А вот как было на самом деле:

«Капитан Луковкин, имевший домик на Канонерском острову, 7-го числа отправился в Адмиралтейскую сторону за покупками к имянинам (он — Михайло), оставя дома жену, сына-офицера, накануне из полка приехавшего, трех дочерей и человек трех людей; был там остановлен водою до утра 8-го числа, потому что перевоз не учредился; дома своего не нашел и места не узнал, а отыскал дом на Гутуевом острову и в нем жену в объятиях детей мертвыми, людей также, — бедной доброй Луковкин потерял разум».

Потом

Низы еще долго — до самого, полагаю, Рождества — судачили, умиляясь и завидуя, про неслыханные денежные компенсации родственникам утопленников, малому и среднему бизнесу.

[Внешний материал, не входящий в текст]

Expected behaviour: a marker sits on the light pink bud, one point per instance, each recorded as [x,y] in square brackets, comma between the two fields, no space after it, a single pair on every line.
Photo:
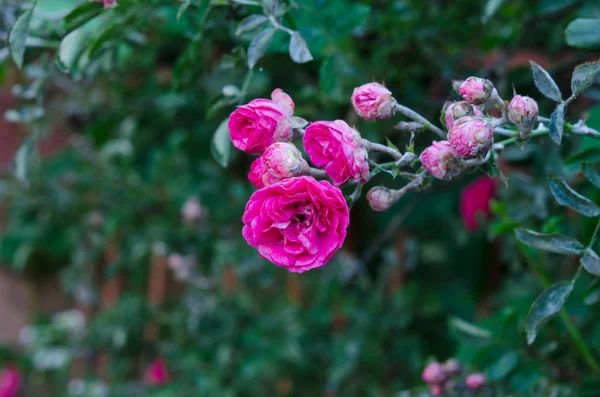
[470,137]
[476,90]
[372,101]
[439,161]
[380,198]
[433,374]
[475,381]
[283,160]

«Государь учредил комиссию: 1-е, дать приют лишенным своих кровов; 2-е, снабдить пропитанием; 3-е, пожаловал миллион рублей более потерпевшим, в соразмерности каждого состояния. Вся Россия приняла участие, и каждый класс людей по силе возможности делал приношения, в городах открыты подписки и собраны великие суммы. Между прочими пожертвованиями в Москве благородные обоего пола любители музыки дали концерт, в числе отличившихся своими дарованиями были: пением княгиня Зинаида Александровна Волконская, граф и графиня Ричи; на фортепьяно сенаторша Рахманова и дочь сенатора девица Катерина Петровна Озерова. Сим концертом собрано 22 000 рублей».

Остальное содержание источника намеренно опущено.